1. Opinion

Ruth: Facebook users were naive to share private information

Published Mar. 26, 2018

Years ago, the Bombshell of the Balkans encouraged me to start a Facebook page. She said it would be good for me, although I had no clue what good could possibly come from it all.

Yes, dear, whatever you say, dear. The things we do to humor our spouses.

There was a small problem. I had no idea how to begin a Facebook account. And it is right about here that you've probably figured out I am so technically illiterate I make a Luddite seem like a child of the Age of Enlightenment.

Eventually, the Marigold of Macy's helped me do all the mouse clicking and my Facebook whatever was activated. But simply because I had a Facebook page didn't necessarily mean I would ever use it.

I have never posted anything to Facebook. I don't even remember — or care to — my password. For a little while I would occasionally get emails from people I didn't know or even want to know who yearned to be my friend. I didn't want more friends. The two or three I have are more than enough.

Still, I am more than familiar with the Facebook oeuvre. The Sunflower of Saks is a Facebook habitue. So I am constantly subjected to urgent notifications that Bob is currently spooling pasta at some Italian restaurant, or Biff has just whipped up a fabulous rack of lamb. And really now, while my dogs are as cute as cute can be, your dogs aren't. Spare me.

Recent news accounts have reported that some nefarious company, Cambridge Analytica, violated the privacy of some 50 million Facebook users by accessing their personal information to assist Donald Trump's 2016 presidential campaign.

Apparently Facebookers were asked to fill out a personality profile to better understand themselves, which is so New Agey. We are a society obsessed with trying to find ourselves even if it involves pouring out our intimate details to an algorithm. Memo to society: Look in a mirror. There you are. Problem solved.

Instead, the personal information was crunched by Cambridge Analytica, with the data then passed on to the Trump campaign to target certain demographic groups.

And what did these people eventually find out about themselves? That they were unwitting chumps?

Everybody is up in arms over the Cambridge Analytica/Facebook scandal. Facebook co-founder Mark Zuckerberg has been on a contrition tour placing full-page ads in newspapers groveling in humiliation.

Congress has been indignantly huffing and puffing. And a movement has begun encouraging the public to cancel their Facebook accounts.

Sure, it is rather tawdry so many naive people willingly provided information about themselves that was then cynically exploited for crass political purposes. But doesn't this say more about the gullibility of the victims than it does about the dark forces behind the scenes who manipulated the data?

After all, Facebook is nothing more than a huge, honking privacy violation machine. It is not an egalitarian social network uniting the world in a common bond of friendship and sharing. Like so many other cyber platforms, Facebook has become a propaganda weapon, a troller's paradise and an opportunity to sell all manner of stuff. It's the General Motors of hubris.

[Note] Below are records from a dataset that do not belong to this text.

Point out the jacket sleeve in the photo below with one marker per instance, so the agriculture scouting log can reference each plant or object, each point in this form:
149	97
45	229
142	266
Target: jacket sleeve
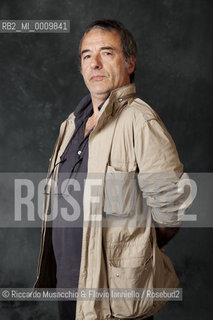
160	173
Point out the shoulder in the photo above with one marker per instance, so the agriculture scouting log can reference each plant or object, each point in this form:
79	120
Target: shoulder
139	112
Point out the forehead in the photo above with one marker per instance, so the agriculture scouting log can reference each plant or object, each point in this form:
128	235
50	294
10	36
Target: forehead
101	38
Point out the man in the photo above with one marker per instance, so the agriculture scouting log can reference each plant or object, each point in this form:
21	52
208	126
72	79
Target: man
111	134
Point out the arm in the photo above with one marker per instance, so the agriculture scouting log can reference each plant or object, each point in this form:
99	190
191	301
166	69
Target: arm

We have witnessed so many data breaches it is hard to work up too much of a lather over Cambridge Analytica's assault on 50 million Facebook marks. There is probably some 12-year-old sitting in front of a computer in Azerbaijan who already has your Social Security number, banking records, tax returns and blood type at his fingertips. He probably also has your childhood nickname, too, which was Mr. Bubble Pants, which you happily admitted to all your "friends" on your Facebook page. And yes, this will come back to haunt you — forever.

This latest breach of trust will result in some short-term fallout for Facebook, which promised its users it would protect their privacy. Some rules and security features for the service will be enhanced. Perhaps Congress will come up with legislation requiring political activity to be more clearly revealed. That's very nice.

Ultimately, Facebook (and its market value) will be just fine, as long as there are untold numbers of people so eager to violate their own privacy.

But count me out. I don't care about your pets, or your children, or where you happen to be slurping a latte.

And if it is that important that I need to know all that useless stuff, write me a letter. Maybe I'll get around to reading it — eventually.